No, sir or madam, China is not a failed socialist experiment. After all, not only does the People's Republic of China still exist, but as you allude to above, the Chinese Revolution is nearing the elimination of poverty in China. It took an average life expectancy in 1949 of 36 years and increased to 77.30 years in 2022, an increase of 0.22% from 2020. In the U.S., average life expectancy fell from 77 years in 2019 to 76.1 in 2022.
China also has the world's second-largest GDP, while in 1949, China's economy was in shambles.
So, no, "socialism with Chinese characteristics" is anything but a failed system. It isn't something that works well for anti-communists, but it is working well for the majority of the Chinese people, and that's all that matters.

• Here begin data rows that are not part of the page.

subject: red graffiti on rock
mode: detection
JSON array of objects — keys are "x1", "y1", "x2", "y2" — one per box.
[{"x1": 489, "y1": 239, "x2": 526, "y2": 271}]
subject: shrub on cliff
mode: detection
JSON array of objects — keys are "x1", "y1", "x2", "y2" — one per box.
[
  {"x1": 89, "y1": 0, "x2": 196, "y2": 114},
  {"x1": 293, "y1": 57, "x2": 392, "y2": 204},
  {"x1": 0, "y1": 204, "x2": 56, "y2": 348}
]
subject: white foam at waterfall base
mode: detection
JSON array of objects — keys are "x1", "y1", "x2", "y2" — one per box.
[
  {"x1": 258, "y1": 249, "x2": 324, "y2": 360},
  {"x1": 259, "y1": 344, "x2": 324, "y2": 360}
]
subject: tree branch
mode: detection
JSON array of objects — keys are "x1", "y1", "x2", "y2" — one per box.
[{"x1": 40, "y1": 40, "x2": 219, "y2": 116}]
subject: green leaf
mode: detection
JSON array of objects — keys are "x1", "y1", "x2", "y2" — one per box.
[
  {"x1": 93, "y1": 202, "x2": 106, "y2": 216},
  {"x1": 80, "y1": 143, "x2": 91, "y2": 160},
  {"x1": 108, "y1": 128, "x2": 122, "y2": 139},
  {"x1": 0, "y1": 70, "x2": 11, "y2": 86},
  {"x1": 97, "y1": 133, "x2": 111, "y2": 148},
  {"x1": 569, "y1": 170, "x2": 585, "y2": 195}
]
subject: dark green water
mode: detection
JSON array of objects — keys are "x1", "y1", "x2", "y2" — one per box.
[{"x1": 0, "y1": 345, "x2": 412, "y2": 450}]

I should also say that although many former socialist states no longer exist, that is not to say they were failed socialist experiments. Like socialist revolutions in the Soviet Union and China, their correlatives in Cuba, the German Democratic Republic, the balance of the Soviet Block, Mongolia, Vietnam, Ghana, Senegal, Burkina Faso, etc., lifted hundreds of millions of human beings out of poverty. Those changes in socioeconomic relations also served to significantly reduce illiteracy, infant mortality, neo-natal death, unemployment, homelessness, and even racism and sexism.
And in some societies where communism no longer exists, communism's positive legacies live on. In the Czech Republic and other former "Eastern Bloc" countries, for example, women are still granted maternity leaves of up to three (3) years, for their present capitalist governments became convinced of the benefits to society such generous maternity benefits provide. Compare that to the U.S., where maternity leave is virtually nonexistent, and the social landscape suffers accordingly.
To be sure, a socialist revolution is not a one-off event. It is a dialectical process that unfolds throughout time and various other socialist revolutions. They didn't fail in that they enriched the lives of millions in their time and served as guideposts for future socialist revolutions.